The program Phillips completed is a 12-step program similar to Alcoholics Anonymous, whose first step calls on members to recognize that they are powerless over their addictions and their lives have become unmanageable.

“People who go there are broken people,” Phillips explained. “That’s really the essence of the addiction, that you’re broken inside. You’ve got a hole that you’ve tried to fill, whether it was with alcohol or drugs or sex or gambling, with whatever.

“You go there and try to get the basics of why did you do what you did,” he added. “For most addicts, whether it’s alcohol or sex or whatever, it is that you have that hole inside based upon shame and trauma that occurred from childhood.”

Uncertain future
Phillips did not address his specific trauma, instead choosing to address how it affected him.

“I did get to the basis of my issue,” he told Lauer. “When I made a mistake, it wasn’t that I made a mistake, I thought I was a mistake. When I failed, I thought I was a failure. When I disappointed somebody, I internalized it that I was a disappointment.”

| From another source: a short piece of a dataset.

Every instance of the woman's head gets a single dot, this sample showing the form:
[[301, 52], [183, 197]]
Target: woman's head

And he tried to make it better by having sex with women other than his wife.

Marni Phillips filed for divorce last fall, but the couple are together since Phillips completed his 45-day treatment program and are trying to work out their problems. He said it’s not easy, and it’s by no means certain that they will not divorce.

“I’m working my tail off to try to save my marriage,” Phillips said. “I don’t know what the ultimate result will be.”